The most recent capacity auctions for the Vertical Gas Corridor once again highlighted the growing mismatch between political ambition and market reality. Despite being promoted as a strategic energy link connecting Greece with Ukraine, the corridor attracted virtually no commercial interest from gas traders.
Out of nearly 72 GWh of transport capacity offered for February, only 48 MWh was booked—an amount widely dismissed by market participants as statistically insignificant. Limited interest was observed solely on the route transporting gas from the Revythoussa LNG terminal or the Alexandroupoli FSRU through Bulgaria, Romania, and Moldova toward Ukraine. In contrast, the two alternative pathways starting from Alexandroupoli—via the IGB interconnector and the TAP pipeline—received no bids at all.
Participation in the auction was confined to a test-level submission by Metlen and a single foreign trading company, reinforcing the view that commercial players remain unconvinced by the corridor’s economic rationale. This outcome stands in sharp contrast to official narratives portraying the Vertical Gas Corridor as a pillar of regional energy security and a future gateway for US LNG flows into Eastern Europe.
Market fundamentals played decisively against the project. Ukraine, the intended end buyer, focused on securing the cheapest available gas, while intermediaries favored alternative routes with stronger margins, especially amid tight winter demand across the region.

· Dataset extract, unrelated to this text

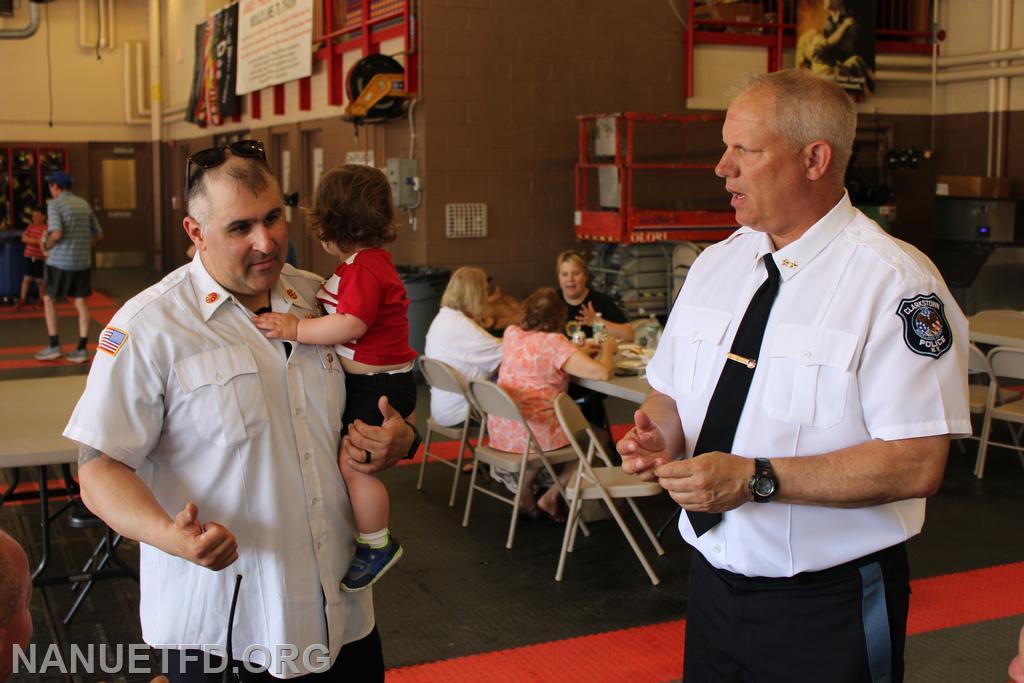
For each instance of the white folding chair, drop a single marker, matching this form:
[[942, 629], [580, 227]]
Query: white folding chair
[[445, 378], [605, 482], [1009, 363], [493, 400]]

Although the EU has designated the Vertical Gas Corridor as a priority energy project and reiterated its commitment to phasing out Russian gas, concrete support has remained limited. Instead, EU authorities are examining whether the corridor’s auction products comply with existing regulatory frameworks, following complaints from market participants.
Greek officials and industry stakeholders increasingly acknowledge that the corridor cannot achieve commercial viability without financial support as long as Russian gas continues to be part of Europe’s supply mix. Looking beyond 2027, the route may assume a secondary role as alternative corridors reach capacity constraints, but until then it is likely to remain a strategic asset with minimal market appeal, rather than a truly competitive transit option.